Reasons to transport a patient in cardiac arrest or to extricate early
There are some reasons where it would be reasonable to pursue extrication and transport before the ROSC is achieved. These are discussed below:
- Public arrest: Pronouncing a patient in a very public place is not always the best (i.e., at a large sporting event or in the middle of a supermarket). In these situations, we should still stay and play and work the patient on scene. This gives the patient his/her best chance of a good outcome. However, if we have done all the major interventions and not yet achieved ROSC, we should extricate and transport while still in arrest, since this would not be a venue for field termination of resuscitation.

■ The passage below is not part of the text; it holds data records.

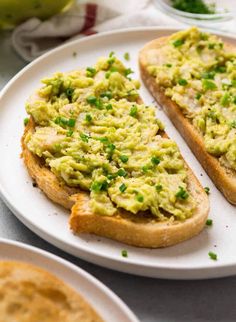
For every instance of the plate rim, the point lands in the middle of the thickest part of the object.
(86, 276)
(86, 253)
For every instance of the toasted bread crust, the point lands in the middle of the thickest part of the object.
(124, 227)
(29, 293)
(224, 178)
(43, 177)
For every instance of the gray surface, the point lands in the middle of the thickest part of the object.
(150, 299)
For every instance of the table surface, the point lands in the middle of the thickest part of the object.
(150, 299)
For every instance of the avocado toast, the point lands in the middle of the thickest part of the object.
(91, 144)
(192, 75)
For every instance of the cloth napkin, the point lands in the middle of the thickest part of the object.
(34, 37)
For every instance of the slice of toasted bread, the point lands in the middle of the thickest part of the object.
(29, 293)
(140, 230)
(224, 178)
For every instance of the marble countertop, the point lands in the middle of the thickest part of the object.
(150, 299)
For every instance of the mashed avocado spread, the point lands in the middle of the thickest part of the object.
(94, 134)
(198, 72)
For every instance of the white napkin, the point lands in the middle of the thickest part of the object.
(34, 37)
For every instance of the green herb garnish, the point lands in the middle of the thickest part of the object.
(212, 255)
(26, 121)
(133, 111)
(126, 56)
(207, 190)
(209, 222)
(124, 158)
(182, 194)
(178, 43)
(124, 253)
(122, 187)
(155, 160)
(182, 82)
(207, 84)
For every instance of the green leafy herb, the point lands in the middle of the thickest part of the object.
(122, 187)
(26, 121)
(88, 118)
(126, 56)
(198, 96)
(212, 255)
(207, 190)
(194, 6)
(98, 186)
(178, 43)
(69, 133)
(208, 75)
(207, 84)
(124, 158)
(159, 187)
(128, 71)
(124, 253)
(107, 94)
(90, 71)
(109, 107)
(139, 198)
(182, 194)
(84, 137)
(225, 99)
(209, 222)
(121, 172)
(133, 111)
(233, 124)
(182, 82)
(155, 160)
(69, 92)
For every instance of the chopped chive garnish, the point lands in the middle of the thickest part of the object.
(225, 99)
(69, 133)
(26, 121)
(208, 75)
(233, 124)
(207, 190)
(212, 255)
(126, 56)
(71, 122)
(121, 172)
(91, 100)
(124, 158)
(159, 187)
(128, 71)
(178, 43)
(98, 186)
(133, 111)
(209, 222)
(182, 82)
(155, 160)
(84, 137)
(88, 118)
(208, 84)
(182, 194)
(139, 198)
(107, 94)
(109, 107)
(122, 187)
(198, 96)
(69, 92)
(124, 253)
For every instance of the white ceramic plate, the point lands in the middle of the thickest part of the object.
(184, 261)
(97, 294)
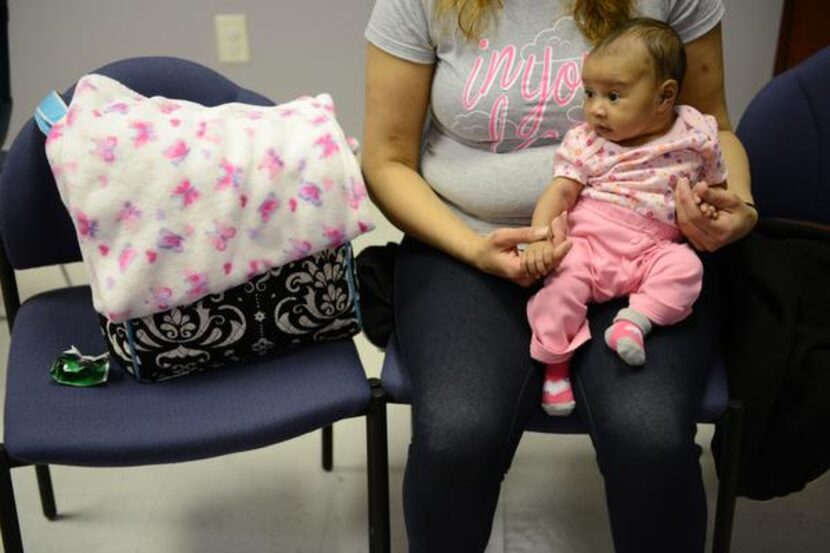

- EMS responder safety concern: If we are providing cardiac arrest care and notice that the scene is becoming unsafe, we should immediately extricate the patient. While we should never enter an unsafe scene, sometimes we become aware of safety concerns that were not initially noticed. While it is not optimal for the patient to be extricated before key interventions have been performed, our safety is the priority.
- Patient meets criteria for extracorporeal membrane oxygenation CPR (ECPR): Some hospitals offer ECPR as a treatment for patients in cardiac arrest who have specific criteria present that indicate they could benefit from this limited intervention. This is a time-sensitive intervention, so patients must be able to be transported to centers that can do ECPR within a very short timeframe. For patients who meet the specific inclusion criteria and can be brought to the ECPR center within the specified time, patients can have fantastic outcomes. This would be a very good reason to prioritize extrication over on-scene care since the hospital would offer a time-sensitive treatment that we cannot offer on-scene.
- High suspicion for specific causes of cardiac arrest that we cannot treat: This includes arrest from hyperkalemia, pulmonary embolism (PE), pericardial tamponade, and hypothermia. In an arrest from hyperkalemia, patients often need much more calcium than we have on-scene. It would be reasonable to transport this patient to get additional calcium in the hospital. For an arrest from a PE, the patient would need a very strong blood thinner known as tPA, or tissue plasminogen activator, to attempt to break down the clot and achieve ROSC. If the patient arrested from pericardial tamponade, the patient would need a pericardiocentesis, which is not within the scope of practice for EMS. For patients who arrested from hypothermia (not to be mistaken with patients who arrested and then became hypothermic), we often need to perform CPR until the patient is warmed to 32 degrees Celsius, which can take hours. It might not be possible to warm the patient up to this temperature in the field, so transport while in arrest would be indicated. While any of the above COULD be possible, we should only prioritize extrication and transport if we have objective evidence that one of the above is actually likely.
Cardiac arrest patients are as sick and critical as they come. The mainstay of treatment for critically ill medical patients is to resuscitate as soon as possible. This means we bring the care directly to the patient and provide as much cardiac arrest care as possible before extrication.
Be safe and keep up the awesome work!